The manifest follows the standard ollama format with tensor-specific layer metadata:

{
  "schemaVersion": 2,
  "mediaType": "application/vnd.docker.distribution.manifest.v2+json",
  "config": { "digest": "sha256:...", "size": 1234 },
  "layers": [
    {
      "mediaType": "application/vnd.ollama.image.tensor",
      "digest": "sha256:25b36eed...",
      "size": 49807448,
      "name": "text_encoder/model.layers.0.mlp.down_proj.weight",
      "dtype": "BF16",
      "shape": [2560, 9728]
    },
    {
      "mediaType": "application/vnd.ollama.image.json",
      "digest": "sha256:abc123...",
      "size": 512,
      "name": "text_encoder/config.json"
    }
  ]
}

Each tensor layer includes:

  • name: Path-style tensor name (e.g., text_encoder/model.layers.0.mlp.down_proj.weight)
  • dtype: Data type (BF16, F32, etc.)
  • shape: Tensor dimensions

Config layers use the same path-style naming (e.g., tokenizer/tokenizer.json).

Blob Format

Each tensor blob is a minimal safetensors file:

[8 bytes: header size (uint64 LE)]
[~80 bytes: JSON header, padded to 8-byte alignment]
[N bytes: raw tensor data]

Header contains a single tensor named "data":

{"data":{"dtype":"BF16","shape":[2560,9728],"data_offsets":[0,49807360]}}

Why Include the Header?

The ~88 byte safetensors header enables MLX's native mlx_load_safetensors function, which:

  1. Uses mmap - Maps file directly into memory, no copies
  2. Zero-copy to GPU - MLX reads directly from mapped pages
  3. No custom code - Standard MLX API, battle-tested

Without the header, we'd need custom C++ code to create MLX arrays from raw mmap'd data. MLX's public API doesn't expose this - it always copies when creating arrays from external pointers.

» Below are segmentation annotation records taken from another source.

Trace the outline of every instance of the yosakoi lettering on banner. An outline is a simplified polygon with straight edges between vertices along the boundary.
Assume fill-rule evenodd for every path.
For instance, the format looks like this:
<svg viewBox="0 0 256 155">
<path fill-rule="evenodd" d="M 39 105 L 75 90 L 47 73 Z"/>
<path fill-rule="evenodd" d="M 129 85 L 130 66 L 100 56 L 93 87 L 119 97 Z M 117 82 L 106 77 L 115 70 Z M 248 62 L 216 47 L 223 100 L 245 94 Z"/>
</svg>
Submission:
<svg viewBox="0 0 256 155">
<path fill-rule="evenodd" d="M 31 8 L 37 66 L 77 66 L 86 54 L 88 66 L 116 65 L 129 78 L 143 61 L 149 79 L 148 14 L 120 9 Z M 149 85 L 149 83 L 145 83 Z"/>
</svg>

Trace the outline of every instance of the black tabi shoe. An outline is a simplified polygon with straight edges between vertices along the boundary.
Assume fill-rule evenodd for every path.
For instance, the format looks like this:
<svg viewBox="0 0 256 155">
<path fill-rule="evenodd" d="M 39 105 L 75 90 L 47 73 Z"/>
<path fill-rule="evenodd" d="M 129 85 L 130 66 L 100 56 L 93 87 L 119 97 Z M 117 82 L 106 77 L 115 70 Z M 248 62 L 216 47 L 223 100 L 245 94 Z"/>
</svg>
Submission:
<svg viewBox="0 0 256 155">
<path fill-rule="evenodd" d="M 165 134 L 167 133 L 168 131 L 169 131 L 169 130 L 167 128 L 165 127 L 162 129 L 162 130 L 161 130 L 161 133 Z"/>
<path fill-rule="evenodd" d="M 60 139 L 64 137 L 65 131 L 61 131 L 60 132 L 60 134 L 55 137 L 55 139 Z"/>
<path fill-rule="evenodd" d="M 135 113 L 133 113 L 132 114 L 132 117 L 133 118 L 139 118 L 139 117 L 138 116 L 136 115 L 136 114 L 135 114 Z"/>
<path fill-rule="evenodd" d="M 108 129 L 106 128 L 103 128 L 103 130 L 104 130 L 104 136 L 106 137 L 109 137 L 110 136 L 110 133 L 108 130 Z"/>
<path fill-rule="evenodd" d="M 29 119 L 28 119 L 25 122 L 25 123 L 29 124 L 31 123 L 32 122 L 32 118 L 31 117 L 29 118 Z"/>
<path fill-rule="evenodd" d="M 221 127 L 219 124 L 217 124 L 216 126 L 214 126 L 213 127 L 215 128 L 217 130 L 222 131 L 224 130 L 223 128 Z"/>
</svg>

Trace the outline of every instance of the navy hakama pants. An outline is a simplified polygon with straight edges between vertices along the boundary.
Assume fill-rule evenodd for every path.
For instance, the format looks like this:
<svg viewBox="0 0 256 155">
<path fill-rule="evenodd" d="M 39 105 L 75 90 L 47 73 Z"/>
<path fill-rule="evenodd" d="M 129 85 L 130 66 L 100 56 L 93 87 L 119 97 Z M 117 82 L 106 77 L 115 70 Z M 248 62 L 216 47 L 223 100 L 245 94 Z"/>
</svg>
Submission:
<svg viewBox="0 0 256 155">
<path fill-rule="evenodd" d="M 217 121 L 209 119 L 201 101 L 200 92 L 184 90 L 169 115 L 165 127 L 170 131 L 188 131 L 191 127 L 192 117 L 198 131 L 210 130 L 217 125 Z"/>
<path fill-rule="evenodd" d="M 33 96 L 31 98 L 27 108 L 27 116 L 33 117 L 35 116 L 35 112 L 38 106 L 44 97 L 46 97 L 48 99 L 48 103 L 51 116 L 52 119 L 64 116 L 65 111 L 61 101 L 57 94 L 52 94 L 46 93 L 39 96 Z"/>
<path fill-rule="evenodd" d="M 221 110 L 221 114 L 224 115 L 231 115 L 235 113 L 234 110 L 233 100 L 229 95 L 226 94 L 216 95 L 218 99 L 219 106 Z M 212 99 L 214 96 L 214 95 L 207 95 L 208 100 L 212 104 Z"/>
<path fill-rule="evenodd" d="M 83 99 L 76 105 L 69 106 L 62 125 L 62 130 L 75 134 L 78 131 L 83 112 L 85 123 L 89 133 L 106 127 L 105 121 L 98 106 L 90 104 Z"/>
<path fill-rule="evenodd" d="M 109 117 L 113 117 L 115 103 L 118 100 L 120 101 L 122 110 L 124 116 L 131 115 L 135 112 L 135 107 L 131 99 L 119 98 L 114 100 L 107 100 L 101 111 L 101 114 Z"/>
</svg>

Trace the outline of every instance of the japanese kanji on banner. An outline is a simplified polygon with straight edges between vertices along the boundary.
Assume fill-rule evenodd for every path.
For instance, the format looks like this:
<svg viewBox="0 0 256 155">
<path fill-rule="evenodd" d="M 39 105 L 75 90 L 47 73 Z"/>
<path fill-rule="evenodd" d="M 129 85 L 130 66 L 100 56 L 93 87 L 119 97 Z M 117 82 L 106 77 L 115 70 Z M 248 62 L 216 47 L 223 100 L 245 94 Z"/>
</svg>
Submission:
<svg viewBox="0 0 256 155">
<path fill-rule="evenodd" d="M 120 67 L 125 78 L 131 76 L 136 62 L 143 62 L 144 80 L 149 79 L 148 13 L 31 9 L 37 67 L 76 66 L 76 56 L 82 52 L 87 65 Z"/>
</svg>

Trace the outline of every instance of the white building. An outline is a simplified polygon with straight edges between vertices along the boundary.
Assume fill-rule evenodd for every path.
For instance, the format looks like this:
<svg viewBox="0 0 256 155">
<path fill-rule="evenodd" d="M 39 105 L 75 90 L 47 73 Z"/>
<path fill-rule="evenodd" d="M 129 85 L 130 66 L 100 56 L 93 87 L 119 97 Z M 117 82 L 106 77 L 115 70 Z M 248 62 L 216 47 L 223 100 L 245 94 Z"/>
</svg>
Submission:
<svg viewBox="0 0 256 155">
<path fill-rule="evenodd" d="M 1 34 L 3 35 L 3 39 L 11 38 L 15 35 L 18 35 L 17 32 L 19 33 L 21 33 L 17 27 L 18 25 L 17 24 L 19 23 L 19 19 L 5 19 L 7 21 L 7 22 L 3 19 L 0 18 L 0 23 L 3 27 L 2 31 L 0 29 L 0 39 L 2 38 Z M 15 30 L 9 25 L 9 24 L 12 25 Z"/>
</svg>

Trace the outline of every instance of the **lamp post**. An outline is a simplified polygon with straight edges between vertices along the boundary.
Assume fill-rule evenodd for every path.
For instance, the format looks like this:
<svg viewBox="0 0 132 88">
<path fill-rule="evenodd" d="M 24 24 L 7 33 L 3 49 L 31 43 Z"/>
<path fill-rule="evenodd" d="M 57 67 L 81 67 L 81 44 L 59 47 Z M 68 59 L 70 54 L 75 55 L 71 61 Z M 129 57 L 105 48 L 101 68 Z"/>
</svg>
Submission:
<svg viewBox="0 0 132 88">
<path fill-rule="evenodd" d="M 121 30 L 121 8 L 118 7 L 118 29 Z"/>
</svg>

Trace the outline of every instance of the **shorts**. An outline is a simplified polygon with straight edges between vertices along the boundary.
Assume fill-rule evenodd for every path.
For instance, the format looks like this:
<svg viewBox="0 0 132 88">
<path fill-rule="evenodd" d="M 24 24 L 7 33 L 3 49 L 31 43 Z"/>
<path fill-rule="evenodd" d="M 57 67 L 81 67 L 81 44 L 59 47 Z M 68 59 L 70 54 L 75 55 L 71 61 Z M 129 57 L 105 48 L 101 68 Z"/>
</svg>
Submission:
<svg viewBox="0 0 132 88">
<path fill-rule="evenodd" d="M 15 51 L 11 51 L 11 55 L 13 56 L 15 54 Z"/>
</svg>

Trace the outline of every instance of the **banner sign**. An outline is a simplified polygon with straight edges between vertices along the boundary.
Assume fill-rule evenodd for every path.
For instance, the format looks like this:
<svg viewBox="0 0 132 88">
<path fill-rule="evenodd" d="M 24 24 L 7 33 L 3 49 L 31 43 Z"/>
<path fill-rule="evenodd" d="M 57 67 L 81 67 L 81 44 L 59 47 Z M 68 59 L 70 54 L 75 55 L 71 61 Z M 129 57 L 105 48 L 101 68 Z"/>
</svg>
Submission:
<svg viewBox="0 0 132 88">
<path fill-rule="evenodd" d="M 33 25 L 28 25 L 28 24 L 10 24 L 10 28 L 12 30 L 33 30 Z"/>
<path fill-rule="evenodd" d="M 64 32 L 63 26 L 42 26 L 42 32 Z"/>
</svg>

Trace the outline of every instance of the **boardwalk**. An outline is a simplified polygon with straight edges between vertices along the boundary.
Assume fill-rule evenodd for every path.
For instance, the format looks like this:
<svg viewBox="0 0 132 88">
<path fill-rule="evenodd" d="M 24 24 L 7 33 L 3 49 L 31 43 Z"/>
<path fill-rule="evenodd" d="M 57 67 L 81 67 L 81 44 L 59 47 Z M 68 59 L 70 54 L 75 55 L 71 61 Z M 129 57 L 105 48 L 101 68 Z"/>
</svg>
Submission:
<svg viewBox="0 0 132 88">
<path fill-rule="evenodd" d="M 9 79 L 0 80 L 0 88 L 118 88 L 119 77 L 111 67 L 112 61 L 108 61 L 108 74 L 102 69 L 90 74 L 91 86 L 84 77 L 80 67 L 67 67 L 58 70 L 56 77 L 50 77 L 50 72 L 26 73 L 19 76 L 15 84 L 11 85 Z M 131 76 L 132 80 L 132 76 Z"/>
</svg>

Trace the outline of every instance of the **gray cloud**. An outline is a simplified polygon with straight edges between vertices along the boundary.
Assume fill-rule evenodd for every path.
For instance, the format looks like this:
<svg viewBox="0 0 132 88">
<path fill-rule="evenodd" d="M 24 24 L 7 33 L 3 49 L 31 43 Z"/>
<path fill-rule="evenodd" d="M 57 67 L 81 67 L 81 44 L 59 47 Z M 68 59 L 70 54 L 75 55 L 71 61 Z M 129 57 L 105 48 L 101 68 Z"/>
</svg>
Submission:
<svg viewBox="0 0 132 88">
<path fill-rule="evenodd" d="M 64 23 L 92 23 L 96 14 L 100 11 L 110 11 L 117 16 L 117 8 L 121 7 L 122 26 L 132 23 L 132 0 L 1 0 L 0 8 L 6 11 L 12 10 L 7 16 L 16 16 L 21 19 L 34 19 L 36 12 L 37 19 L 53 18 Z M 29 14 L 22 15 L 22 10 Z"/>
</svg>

The overhead is negligible: 88 bytes per tensor = ~100KB total for a 13GB model (0.0007%).

Why Per-Tensor Blobs?

Deduplication: Blobs are content-addressed by SHA256. If two models share identical tensors (same weights, dtype, shape), they share the same blob file.

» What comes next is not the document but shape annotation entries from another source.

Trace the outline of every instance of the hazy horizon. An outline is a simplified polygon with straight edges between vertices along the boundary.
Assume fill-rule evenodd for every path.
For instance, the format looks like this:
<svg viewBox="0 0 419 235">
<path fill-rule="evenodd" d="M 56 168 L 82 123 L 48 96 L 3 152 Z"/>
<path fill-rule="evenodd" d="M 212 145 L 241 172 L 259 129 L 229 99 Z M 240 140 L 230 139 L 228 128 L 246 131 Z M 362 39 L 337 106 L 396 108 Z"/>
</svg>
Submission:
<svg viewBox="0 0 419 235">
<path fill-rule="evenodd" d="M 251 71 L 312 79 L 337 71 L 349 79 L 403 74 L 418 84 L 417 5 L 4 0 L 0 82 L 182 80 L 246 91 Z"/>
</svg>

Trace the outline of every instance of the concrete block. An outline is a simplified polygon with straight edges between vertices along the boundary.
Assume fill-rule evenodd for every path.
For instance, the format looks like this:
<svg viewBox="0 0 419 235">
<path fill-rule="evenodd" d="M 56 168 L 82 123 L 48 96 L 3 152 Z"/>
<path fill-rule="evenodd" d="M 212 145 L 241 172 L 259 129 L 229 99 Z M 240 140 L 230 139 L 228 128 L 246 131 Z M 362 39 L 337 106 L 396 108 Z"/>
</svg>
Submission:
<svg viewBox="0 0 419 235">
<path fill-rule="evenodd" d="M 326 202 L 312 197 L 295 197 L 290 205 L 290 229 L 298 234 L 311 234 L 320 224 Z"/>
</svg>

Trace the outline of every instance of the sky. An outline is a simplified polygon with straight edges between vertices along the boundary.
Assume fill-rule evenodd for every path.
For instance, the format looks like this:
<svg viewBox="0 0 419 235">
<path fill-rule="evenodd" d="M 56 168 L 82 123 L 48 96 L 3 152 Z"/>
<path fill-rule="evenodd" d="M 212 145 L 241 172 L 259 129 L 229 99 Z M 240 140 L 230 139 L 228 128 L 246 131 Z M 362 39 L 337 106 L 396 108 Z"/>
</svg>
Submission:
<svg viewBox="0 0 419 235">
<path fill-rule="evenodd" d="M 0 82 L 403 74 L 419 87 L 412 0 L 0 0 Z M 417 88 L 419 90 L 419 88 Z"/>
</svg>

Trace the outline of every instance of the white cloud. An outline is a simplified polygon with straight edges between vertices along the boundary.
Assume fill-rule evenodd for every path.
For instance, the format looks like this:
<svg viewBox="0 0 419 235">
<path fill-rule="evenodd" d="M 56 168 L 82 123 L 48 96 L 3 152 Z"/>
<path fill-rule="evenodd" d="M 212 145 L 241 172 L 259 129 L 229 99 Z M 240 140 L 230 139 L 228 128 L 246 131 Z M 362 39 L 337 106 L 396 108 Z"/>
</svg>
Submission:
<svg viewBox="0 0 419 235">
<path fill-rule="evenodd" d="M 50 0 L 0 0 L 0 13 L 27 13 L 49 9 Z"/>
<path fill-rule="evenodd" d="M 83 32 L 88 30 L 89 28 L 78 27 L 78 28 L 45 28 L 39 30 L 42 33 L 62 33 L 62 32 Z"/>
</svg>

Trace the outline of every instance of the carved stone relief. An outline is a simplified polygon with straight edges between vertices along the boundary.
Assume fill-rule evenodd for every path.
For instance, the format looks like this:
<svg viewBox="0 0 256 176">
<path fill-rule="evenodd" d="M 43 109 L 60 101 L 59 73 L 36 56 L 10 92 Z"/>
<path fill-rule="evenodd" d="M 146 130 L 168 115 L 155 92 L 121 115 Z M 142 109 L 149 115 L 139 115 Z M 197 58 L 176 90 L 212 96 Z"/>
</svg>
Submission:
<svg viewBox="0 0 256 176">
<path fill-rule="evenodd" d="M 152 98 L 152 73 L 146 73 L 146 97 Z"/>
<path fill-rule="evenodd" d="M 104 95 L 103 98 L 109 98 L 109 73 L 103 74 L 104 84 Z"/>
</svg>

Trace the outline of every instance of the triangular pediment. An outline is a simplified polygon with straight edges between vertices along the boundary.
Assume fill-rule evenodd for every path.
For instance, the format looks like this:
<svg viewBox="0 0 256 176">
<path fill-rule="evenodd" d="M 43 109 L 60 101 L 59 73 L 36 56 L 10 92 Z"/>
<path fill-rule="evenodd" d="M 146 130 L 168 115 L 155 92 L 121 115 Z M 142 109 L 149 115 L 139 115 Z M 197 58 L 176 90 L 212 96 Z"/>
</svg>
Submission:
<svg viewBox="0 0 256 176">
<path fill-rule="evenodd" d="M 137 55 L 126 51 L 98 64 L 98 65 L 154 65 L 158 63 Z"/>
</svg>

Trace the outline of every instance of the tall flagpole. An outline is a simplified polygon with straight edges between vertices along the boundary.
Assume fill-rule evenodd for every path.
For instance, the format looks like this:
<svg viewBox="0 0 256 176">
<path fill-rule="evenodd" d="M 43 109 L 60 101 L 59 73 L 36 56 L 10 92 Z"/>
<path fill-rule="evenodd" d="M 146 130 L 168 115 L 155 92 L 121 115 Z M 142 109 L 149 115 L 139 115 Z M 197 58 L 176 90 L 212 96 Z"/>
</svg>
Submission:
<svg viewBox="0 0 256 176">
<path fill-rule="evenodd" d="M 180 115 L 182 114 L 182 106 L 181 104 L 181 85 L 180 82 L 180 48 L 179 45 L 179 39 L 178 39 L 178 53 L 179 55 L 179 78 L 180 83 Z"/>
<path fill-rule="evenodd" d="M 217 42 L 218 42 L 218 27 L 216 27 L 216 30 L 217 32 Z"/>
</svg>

Example: Model A and Model B both use the same text encoder. The text encoder's 400 tensors are stored once, referenced by both manifests.

~/.ollama/models/
  blobs/
    sha256-25b36eed...  <- shared by both models
    sha256-abc123...
  manifests/
    library/model-a/latest  <- references sha256-25b36eed
    library/model-b/latest  <- references sha256-25b36eed

Import Flow

cd ./weights/Z-Image-Turbo
ollama create z-image

1. Scan component directories (text_encoder/, transformer/, vae/)
2. For each .safetensors file:
   - Extract individual tensors
   - Wrap each in minimal safetensors format (88B header + data)
   - Write to blob store (SHA256 content-addressed)
   - Add layer entry to manifest with path-style name
3. Copy config files (*.json) as config layers
4. Write manifest

FP8 Quantization

Z-Image supports FP8 quantization to reduce memory usage by ~50% while maintaining image quality.

Usage

cd ./weights/Z-Image-Turbo
ollama create z-image-fp8 --quantize fp8

This quantizes weights during import. The resulting model will be ~15GB instead of ~31GB.